Tetes-tetes air dari handuk yang diperas tercium anyir dan warnanya merah bening. Bau cairan itu membuat kepala Jerry terasa berdentam. Terbayang kembali olehnya senyum terakhir seorang pemuda magang nan baik hati, dan kalimat terakhir yang diucapkan dari mulut hitam bawahan termudanya, Soo Hwan. Semua itu kembali membayang-bayangi pikiran Jerry. Rasa sedih dan penyesalan mulai bersarang, menumbuhkan rasa sakit di hati. Namun, Jerry pandai bermuka dua. Dengan sedikit senyum di wajah, ia kembali fokus pada radio butut yang sebentar lagi selesai diperbaiki.

''Dua ransel besar makanan sepertinya tak cukup untuk kita dan 12 lansia itu. Ini tak akan cukup untuk satu minggu. Kulihat masih banyak makanan di ruang penyimpanan tadi. Sudikah mereka membagi seransel lagi untuk kita?'' Lee Han menatap Jerry, menunggu tanggapan.

Radio jadul itu telah selesai dirangkai ulang. Diletakkan Jerry di samping tubuhnya sambil di polesnya dengan handuk kering hingga permukaan radio tampak mengkilat.

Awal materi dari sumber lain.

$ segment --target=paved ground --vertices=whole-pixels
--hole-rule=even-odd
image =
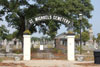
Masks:
[[[98,65],[91,65],[89,66],[88,63],[92,63],[93,61],[89,62],[77,62],[77,61],[66,61],[66,60],[31,60],[31,61],[3,61],[3,63],[24,63],[25,66],[28,67],[100,67]],[[85,63],[80,65],[80,63]],[[79,65],[77,65],[79,64]],[[87,65],[86,65],[87,64]],[[1,67],[1,66],[0,66]],[[17,66],[17,67],[24,67],[24,66]]]

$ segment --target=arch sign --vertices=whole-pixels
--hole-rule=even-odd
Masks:
[[[70,21],[62,16],[57,16],[57,15],[42,15],[42,16],[37,16],[34,19],[30,19],[29,23],[32,24],[34,22],[39,22],[39,21],[44,21],[44,20],[56,20],[56,21],[60,21],[63,22],[65,24],[69,24]]]

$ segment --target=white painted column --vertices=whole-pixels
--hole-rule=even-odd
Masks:
[[[31,35],[24,35],[23,60],[31,59]]]
[[[67,58],[69,61],[75,60],[75,36],[67,35]]]

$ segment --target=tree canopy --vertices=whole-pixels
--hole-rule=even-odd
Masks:
[[[0,0],[0,16],[6,15],[6,21],[9,26],[19,30],[19,36],[22,37],[25,31],[25,21],[38,16],[39,14],[58,14],[68,18],[73,22],[73,29],[79,32],[80,13],[83,14],[82,29],[90,27],[88,18],[91,18],[93,6],[91,0]],[[1,18],[2,19],[2,18]],[[54,23],[55,22],[55,23]],[[43,32],[54,38],[61,22],[48,20],[34,23],[30,26],[31,33]],[[68,27],[66,24],[64,24]]]
[[[88,41],[89,39],[90,39],[89,32],[87,31],[82,32],[82,41],[84,42],[84,45],[85,45],[85,42]]]
[[[100,44],[100,33],[97,34],[97,42]]]
[[[7,30],[7,28],[4,25],[0,26],[0,39],[5,39],[8,35],[9,31]]]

Jerry berpaling dan bersua dengan Lee Han sebentar. ''Mungkin tak semudah yang dihayalkan. Jumlah mereka jauh lebih banyak dari kita. Ada 14 lansia dan 4 perawat yang bergantung dari hidup di ruang kantin. Kita perlu mengumpulkan makanan setidaknya cukup untuk dua minggu.'' Jerry mendadak termenung, kelopak matanya berkedip. Namun binar mata pria bernetra cokelat muda itu tak berpindah dari memandangi nyala lilin.

''Kau memikirkan apa, Jerr?'' Lee Han membangunkan lamunan Jerry dengan kakinya.

Seketika itu, Jerry tersadar. Tubuhnya sediki terlonjak lantas melawan tatapan Lee Han. ''Aku baru ingat. Aku melihat kunci mobil berada di saku depan kemeja Tuan Dong Han. Akan lebih mudah keluar dari sini dengan mobil truk itu. Tetapi ...''

''Gila! Kau ingin kita merampas kunci mobil di tubuh mayat hidup? Aku lebih senang jadi patung di sini!'' potong Lee Han secepat kilat.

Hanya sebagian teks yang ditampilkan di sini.